Der Rechtsstreit war wie die Urteilsbegründung kurz und bündig. Die Augsburger Richter bescheinigten dem Läufer angemessen reagiert zu haben und warfen dem Hundebesitzer im Gegenzug vor, seinen Dalmatiner nicht in ausreichender Weise beaufsichtigt zu haben.
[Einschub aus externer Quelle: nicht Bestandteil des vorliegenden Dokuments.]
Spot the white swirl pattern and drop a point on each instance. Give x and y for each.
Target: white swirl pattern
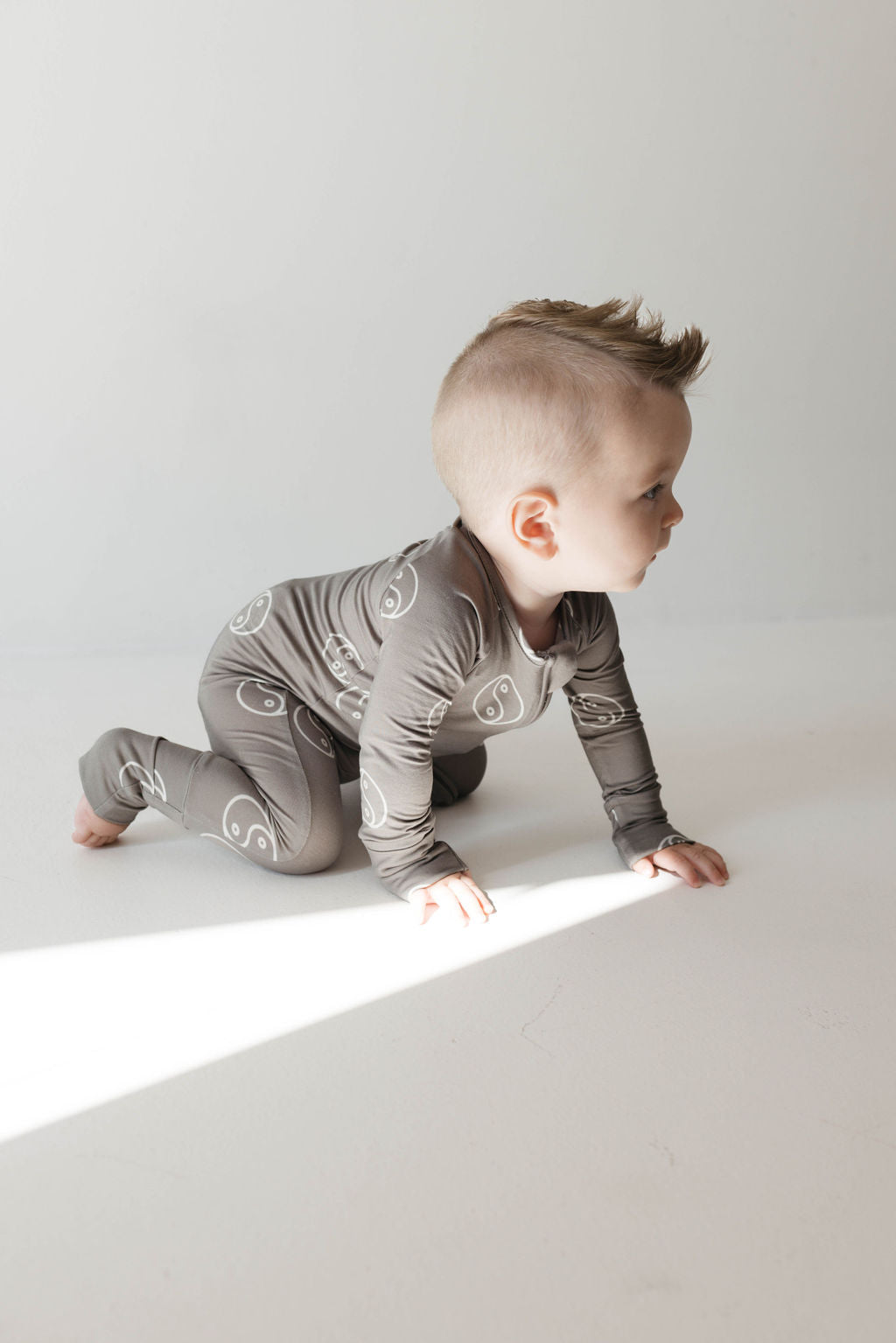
(437, 713)
(242, 822)
(341, 657)
(590, 710)
(354, 695)
(155, 786)
(270, 703)
(251, 617)
(374, 808)
(313, 732)
(401, 594)
(499, 702)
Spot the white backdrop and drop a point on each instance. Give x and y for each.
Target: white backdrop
(242, 242)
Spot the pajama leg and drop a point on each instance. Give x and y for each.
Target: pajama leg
(268, 790)
(457, 775)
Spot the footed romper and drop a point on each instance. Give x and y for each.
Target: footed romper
(393, 673)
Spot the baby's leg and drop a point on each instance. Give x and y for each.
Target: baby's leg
(457, 775)
(268, 790)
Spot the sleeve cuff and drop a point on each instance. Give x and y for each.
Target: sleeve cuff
(442, 863)
(641, 841)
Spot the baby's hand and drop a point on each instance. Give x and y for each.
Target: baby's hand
(690, 861)
(458, 895)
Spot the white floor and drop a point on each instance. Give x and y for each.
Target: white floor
(240, 1106)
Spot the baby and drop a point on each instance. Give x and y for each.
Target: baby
(559, 431)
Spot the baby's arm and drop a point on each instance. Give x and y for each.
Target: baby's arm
(609, 725)
(424, 658)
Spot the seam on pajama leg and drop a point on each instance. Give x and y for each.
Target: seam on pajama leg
(190, 780)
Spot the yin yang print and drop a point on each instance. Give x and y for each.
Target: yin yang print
(250, 619)
(499, 702)
(401, 594)
(261, 697)
(595, 710)
(245, 828)
(341, 657)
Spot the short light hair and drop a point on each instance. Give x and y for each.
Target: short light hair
(526, 402)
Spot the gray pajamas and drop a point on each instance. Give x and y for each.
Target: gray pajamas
(393, 673)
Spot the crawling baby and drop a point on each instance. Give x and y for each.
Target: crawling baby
(559, 431)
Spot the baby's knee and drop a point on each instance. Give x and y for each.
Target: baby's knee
(458, 775)
(318, 851)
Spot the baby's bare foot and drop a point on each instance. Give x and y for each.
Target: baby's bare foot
(90, 829)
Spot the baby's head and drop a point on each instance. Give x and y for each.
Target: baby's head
(559, 430)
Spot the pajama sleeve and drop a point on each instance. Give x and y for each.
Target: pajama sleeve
(609, 725)
(424, 658)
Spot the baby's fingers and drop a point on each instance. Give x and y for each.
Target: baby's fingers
(481, 906)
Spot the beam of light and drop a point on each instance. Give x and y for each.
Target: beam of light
(88, 1024)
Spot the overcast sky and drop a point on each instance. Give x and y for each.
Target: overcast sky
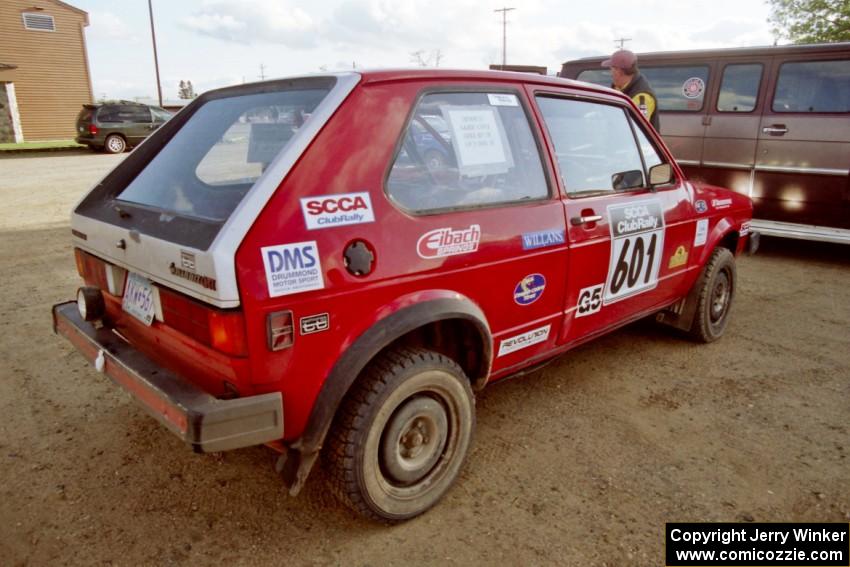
(215, 43)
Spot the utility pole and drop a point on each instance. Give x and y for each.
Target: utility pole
(504, 12)
(155, 58)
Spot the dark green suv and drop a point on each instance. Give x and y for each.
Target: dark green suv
(115, 126)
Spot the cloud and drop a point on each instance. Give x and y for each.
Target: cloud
(254, 21)
(108, 26)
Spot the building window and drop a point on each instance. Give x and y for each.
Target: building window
(38, 22)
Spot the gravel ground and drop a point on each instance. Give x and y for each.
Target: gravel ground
(579, 464)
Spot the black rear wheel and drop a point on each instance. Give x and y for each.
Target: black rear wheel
(401, 435)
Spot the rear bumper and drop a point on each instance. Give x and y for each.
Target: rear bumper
(206, 423)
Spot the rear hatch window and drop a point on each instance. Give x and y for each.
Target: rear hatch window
(185, 182)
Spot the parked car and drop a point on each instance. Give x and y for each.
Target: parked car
(772, 123)
(328, 288)
(115, 126)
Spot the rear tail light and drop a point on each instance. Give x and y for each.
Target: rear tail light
(221, 330)
(281, 331)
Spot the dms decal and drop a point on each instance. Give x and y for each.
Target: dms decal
(542, 239)
(447, 242)
(529, 289)
(337, 210)
(589, 300)
(524, 340)
(292, 268)
(637, 242)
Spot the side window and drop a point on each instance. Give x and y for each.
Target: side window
(678, 88)
(594, 144)
(601, 77)
(464, 150)
(813, 86)
(647, 149)
(739, 88)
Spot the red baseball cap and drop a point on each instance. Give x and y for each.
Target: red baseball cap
(622, 59)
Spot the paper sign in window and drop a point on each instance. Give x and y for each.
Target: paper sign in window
(478, 140)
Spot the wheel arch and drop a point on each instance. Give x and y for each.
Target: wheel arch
(442, 320)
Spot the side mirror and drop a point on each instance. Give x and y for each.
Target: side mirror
(627, 180)
(660, 174)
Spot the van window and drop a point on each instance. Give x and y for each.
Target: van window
(463, 150)
(594, 145)
(813, 86)
(680, 88)
(739, 88)
(210, 163)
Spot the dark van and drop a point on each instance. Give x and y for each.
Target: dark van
(769, 122)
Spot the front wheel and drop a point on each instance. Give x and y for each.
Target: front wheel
(114, 144)
(401, 435)
(715, 297)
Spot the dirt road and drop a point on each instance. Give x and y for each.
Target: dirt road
(581, 464)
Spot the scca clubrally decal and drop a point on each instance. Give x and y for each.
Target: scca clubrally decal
(637, 242)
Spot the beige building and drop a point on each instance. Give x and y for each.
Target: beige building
(44, 71)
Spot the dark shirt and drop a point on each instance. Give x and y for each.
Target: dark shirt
(644, 97)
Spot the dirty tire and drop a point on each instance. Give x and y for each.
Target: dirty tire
(114, 144)
(715, 296)
(401, 435)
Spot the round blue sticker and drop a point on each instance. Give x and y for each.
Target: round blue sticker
(529, 289)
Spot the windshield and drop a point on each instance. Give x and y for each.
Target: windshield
(206, 168)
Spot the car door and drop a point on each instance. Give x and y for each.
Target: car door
(803, 154)
(629, 243)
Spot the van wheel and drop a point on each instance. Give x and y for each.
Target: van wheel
(401, 435)
(114, 144)
(715, 297)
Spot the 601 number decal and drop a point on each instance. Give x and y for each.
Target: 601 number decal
(637, 242)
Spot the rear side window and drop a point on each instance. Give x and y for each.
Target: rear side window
(595, 146)
(813, 86)
(464, 150)
(739, 88)
(210, 163)
(680, 88)
(124, 113)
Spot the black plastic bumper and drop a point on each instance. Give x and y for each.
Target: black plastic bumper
(201, 420)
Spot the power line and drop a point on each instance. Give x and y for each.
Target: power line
(504, 12)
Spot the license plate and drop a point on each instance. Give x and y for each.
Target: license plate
(138, 298)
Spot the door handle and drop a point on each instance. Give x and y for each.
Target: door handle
(578, 221)
(775, 130)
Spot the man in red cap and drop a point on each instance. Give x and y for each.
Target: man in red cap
(627, 79)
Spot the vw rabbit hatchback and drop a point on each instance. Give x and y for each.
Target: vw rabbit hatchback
(334, 265)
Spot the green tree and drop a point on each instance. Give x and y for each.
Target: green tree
(810, 21)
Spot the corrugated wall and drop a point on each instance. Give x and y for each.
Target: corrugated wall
(52, 79)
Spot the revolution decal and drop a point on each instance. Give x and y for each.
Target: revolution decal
(327, 211)
(292, 268)
(447, 242)
(637, 242)
(524, 340)
(315, 324)
(702, 232)
(679, 258)
(589, 300)
(529, 289)
(542, 239)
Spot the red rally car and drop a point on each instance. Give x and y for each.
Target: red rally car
(335, 264)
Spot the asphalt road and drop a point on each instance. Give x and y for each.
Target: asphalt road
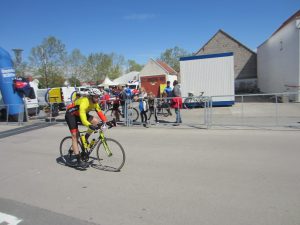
(172, 176)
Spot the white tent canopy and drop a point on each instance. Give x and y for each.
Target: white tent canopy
(107, 82)
(125, 78)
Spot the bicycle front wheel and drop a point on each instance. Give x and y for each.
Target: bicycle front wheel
(110, 114)
(66, 151)
(111, 155)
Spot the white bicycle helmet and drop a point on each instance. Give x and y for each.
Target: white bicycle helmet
(94, 91)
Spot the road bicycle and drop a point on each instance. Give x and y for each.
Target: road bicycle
(193, 101)
(132, 113)
(109, 152)
(163, 107)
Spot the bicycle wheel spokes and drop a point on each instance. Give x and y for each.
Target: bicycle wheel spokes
(116, 160)
(66, 151)
(110, 114)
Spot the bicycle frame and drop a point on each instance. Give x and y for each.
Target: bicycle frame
(89, 149)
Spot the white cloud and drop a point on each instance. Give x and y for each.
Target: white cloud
(140, 16)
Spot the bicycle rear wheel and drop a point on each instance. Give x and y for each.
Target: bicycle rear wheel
(110, 114)
(66, 151)
(133, 114)
(117, 159)
(188, 103)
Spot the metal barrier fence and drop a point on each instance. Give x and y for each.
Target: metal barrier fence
(276, 109)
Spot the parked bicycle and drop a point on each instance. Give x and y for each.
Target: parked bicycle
(193, 101)
(163, 108)
(110, 153)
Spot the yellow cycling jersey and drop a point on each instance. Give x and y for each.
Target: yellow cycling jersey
(81, 107)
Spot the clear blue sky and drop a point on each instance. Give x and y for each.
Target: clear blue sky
(138, 29)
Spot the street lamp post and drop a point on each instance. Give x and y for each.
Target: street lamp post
(44, 58)
(18, 56)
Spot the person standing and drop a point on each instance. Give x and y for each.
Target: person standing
(177, 101)
(143, 106)
(152, 106)
(168, 94)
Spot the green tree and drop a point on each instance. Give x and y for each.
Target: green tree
(49, 60)
(100, 65)
(171, 57)
(74, 81)
(76, 64)
(133, 66)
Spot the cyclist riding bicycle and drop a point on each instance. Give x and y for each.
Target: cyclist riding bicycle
(78, 112)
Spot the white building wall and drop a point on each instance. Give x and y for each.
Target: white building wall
(278, 60)
(152, 68)
(213, 76)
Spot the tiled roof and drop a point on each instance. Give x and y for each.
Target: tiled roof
(228, 36)
(292, 18)
(169, 69)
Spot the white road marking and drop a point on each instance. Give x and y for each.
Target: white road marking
(9, 219)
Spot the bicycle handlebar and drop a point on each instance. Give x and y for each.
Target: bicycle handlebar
(110, 124)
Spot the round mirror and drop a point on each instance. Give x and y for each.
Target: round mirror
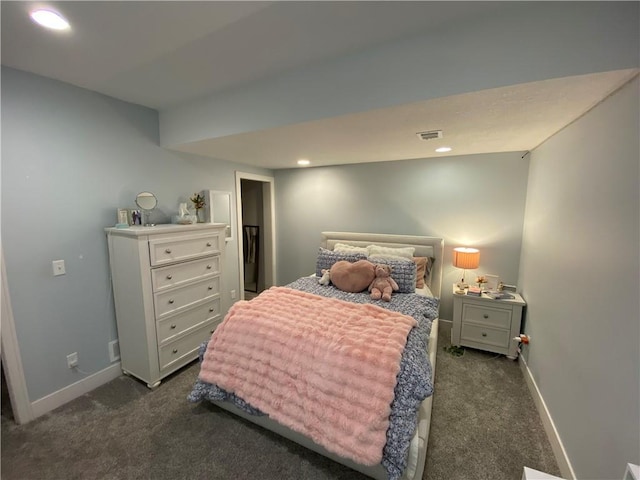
(146, 201)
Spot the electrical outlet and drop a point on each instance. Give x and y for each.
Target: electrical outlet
(114, 351)
(58, 267)
(72, 360)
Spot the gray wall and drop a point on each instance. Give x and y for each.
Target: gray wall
(70, 157)
(475, 200)
(579, 272)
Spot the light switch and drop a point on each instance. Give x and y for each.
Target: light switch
(58, 267)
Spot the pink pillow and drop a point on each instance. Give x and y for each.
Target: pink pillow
(352, 277)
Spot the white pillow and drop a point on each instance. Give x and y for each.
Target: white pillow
(391, 252)
(344, 248)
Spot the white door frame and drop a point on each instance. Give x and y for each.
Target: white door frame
(269, 214)
(11, 359)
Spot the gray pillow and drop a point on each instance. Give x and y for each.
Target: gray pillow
(326, 259)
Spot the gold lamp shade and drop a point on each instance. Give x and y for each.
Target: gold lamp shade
(466, 259)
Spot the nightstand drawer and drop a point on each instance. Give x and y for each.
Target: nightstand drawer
(486, 335)
(495, 317)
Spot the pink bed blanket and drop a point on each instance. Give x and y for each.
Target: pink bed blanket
(323, 367)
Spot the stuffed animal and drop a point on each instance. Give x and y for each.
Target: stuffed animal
(383, 285)
(352, 277)
(326, 277)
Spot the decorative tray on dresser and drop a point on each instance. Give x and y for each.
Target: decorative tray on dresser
(166, 285)
(486, 323)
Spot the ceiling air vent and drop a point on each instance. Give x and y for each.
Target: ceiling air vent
(430, 135)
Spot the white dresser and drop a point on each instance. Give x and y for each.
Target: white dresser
(166, 286)
(487, 324)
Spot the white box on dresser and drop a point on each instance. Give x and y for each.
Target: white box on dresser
(166, 286)
(486, 323)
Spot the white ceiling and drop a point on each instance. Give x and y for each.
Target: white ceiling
(163, 54)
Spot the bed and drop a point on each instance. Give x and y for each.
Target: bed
(405, 442)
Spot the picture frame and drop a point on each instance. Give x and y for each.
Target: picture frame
(123, 216)
(492, 282)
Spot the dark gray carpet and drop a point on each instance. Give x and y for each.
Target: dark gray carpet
(484, 426)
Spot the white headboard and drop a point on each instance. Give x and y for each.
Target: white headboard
(425, 247)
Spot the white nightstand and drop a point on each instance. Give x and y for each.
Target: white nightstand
(487, 324)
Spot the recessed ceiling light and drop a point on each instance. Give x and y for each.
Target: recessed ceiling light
(49, 19)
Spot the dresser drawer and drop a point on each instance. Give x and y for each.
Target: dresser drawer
(495, 317)
(195, 317)
(184, 348)
(174, 248)
(174, 300)
(178, 274)
(485, 335)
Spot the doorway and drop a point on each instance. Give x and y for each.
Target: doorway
(14, 385)
(256, 226)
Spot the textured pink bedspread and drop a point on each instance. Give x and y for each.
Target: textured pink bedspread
(323, 367)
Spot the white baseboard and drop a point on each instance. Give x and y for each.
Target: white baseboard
(75, 390)
(547, 422)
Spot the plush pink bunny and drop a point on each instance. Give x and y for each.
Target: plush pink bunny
(383, 285)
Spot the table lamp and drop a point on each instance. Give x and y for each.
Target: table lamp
(466, 259)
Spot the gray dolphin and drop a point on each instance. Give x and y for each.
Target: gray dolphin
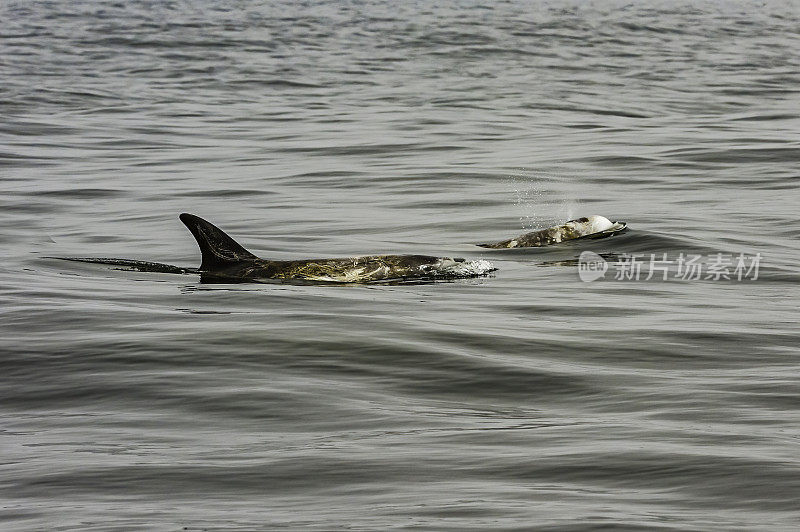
(225, 260)
(587, 227)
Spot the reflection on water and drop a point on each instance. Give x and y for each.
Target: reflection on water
(143, 400)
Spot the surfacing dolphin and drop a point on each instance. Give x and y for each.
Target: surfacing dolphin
(591, 227)
(225, 260)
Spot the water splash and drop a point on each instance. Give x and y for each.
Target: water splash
(544, 197)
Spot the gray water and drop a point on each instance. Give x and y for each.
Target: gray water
(525, 400)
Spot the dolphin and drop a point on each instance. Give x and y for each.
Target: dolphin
(225, 260)
(586, 227)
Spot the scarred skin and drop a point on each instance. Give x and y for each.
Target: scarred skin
(553, 235)
(224, 259)
(344, 270)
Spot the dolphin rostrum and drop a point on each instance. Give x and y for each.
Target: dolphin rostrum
(591, 227)
(225, 260)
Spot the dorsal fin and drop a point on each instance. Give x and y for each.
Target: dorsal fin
(218, 249)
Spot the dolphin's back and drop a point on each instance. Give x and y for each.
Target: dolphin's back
(219, 251)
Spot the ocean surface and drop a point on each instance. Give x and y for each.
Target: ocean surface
(529, 399)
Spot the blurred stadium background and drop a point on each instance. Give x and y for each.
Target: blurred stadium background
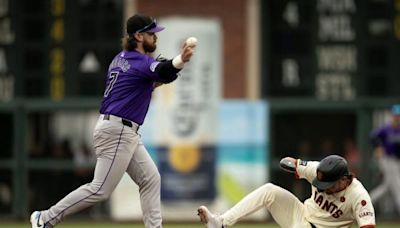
(269, 79)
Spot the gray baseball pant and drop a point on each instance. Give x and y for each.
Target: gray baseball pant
(118, 149)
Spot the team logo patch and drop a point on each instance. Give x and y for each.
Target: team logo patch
(320, 176)
(365, 212)
(303, 163)
(363, 202)
(153, 66)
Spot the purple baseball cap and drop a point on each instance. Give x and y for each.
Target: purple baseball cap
(396, 109)
(140, 23)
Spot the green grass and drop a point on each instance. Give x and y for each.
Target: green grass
(136, 225)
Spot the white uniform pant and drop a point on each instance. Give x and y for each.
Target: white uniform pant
(286, 209)
(118, 149)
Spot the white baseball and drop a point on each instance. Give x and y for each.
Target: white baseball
(191, 41)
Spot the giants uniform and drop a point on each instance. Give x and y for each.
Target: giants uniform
(339, 209)
(321, 210)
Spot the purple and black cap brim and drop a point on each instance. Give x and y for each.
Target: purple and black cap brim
(156, 29)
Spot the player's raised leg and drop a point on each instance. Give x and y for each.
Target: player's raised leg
(114, 151)
(145, 174)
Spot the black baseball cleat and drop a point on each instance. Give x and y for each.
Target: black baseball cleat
(36, 220)
(208, 218)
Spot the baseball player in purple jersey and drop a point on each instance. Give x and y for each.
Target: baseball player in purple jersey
(338, 199)
(386, 141)
(132, 76)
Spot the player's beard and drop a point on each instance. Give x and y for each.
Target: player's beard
(149, 47)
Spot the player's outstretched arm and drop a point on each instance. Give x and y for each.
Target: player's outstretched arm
(288, 164)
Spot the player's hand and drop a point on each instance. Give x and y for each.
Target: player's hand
(288, 164)
(187, 52)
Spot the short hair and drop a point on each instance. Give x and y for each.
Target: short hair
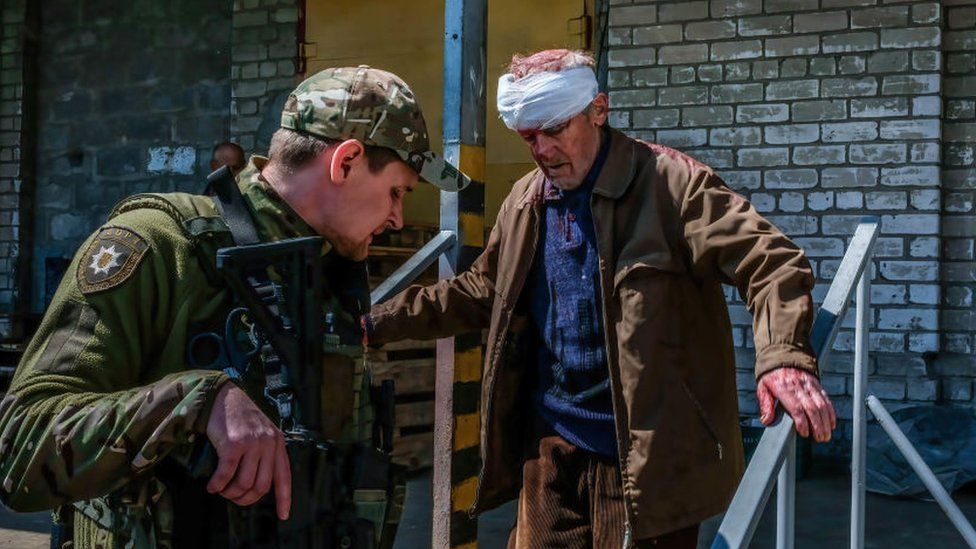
(549, 61)
(293, 149)
(229, 144)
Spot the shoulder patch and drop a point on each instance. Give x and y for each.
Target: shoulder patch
(110, 259)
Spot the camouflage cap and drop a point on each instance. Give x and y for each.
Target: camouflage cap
(375, 107)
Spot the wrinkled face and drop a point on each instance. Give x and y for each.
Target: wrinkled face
(566, 152)
(370, 204)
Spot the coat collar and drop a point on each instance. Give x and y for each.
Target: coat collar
(614, 179)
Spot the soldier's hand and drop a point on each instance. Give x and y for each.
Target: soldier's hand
(250, 450)
(803, 398)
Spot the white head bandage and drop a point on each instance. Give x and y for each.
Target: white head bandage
(545, 99)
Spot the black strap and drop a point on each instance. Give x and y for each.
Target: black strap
(232, 207)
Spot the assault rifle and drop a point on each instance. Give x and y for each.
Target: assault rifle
(280, 285)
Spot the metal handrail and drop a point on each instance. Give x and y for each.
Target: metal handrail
(413, 267)
(750, 499)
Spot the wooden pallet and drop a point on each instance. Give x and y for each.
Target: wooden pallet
(411, 365)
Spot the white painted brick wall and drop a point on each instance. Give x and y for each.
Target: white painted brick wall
(821, 112)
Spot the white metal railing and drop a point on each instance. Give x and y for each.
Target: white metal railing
(413, 267)
(775, 454)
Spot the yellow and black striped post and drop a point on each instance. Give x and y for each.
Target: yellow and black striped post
(459, 360)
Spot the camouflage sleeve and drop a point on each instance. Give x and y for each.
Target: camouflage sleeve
(89, 407)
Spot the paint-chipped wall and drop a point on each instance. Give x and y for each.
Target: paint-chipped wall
(132, 97)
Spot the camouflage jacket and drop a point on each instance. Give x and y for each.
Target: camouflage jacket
(103, 391)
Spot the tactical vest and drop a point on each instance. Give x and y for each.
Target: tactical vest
(140, 514)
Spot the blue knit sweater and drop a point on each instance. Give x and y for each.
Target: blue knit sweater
(573, 389)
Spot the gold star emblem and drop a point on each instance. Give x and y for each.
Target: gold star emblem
(104, 260)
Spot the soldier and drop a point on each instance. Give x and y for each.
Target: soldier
(104, 393)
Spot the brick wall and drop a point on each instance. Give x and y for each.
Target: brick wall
(822, 111)
(132, 97)
(264, 69)
(959, 217)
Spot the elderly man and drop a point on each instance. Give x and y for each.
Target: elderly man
(601, 285)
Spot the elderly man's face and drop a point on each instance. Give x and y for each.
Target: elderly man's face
(566, 152)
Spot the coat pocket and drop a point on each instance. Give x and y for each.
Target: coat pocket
(649, 307)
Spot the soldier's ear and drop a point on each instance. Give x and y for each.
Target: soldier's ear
(346, 157)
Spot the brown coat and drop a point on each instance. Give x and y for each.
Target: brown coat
(669, 234)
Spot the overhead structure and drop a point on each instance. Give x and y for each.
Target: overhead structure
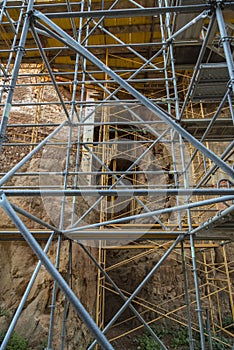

Verantwortung der Hundeführer, ihre Hunde von anderen fernzuhalten

Als Grundsätze für korrektes Verhalten für Hundeführer arbeitete das Gericht heraus, dass

  • sie aufpassen müssen, dass ihre Hunde nicht auf Jogger zulaufen,
  • sie akzeptieren müssen, dass es Läufer gibt, die Angst vor Hunden haben,
  • sie nicht erwarten dürfen, dass der andere erkennt, ob ihr Hund in Angriffsabsicht auf sie zuläuft oder nicht,
  • sie ihren Hund im Zweifelsfall an die kurze Leine nehmen sollen.

(Scheinbar) bevorstehender Angriff reicht für Abwehrmaßnahmen

Jogger müssen nicht abwarten, bis sie tatsächlich gebissen werden. Da der Abstand zu dem Dalmatiner nur noch eineinhalb Meter betrug, war es für den Jogger völlig legitim den Schrillalarm auszulösen. Der Hundebesitzer hat den Rechtsstreit nicht weiterverfolgt; das Urteil ist rechtskräftig.

(AG Augsburg, Urteil v. 3.5.2018, 18 C 920/18).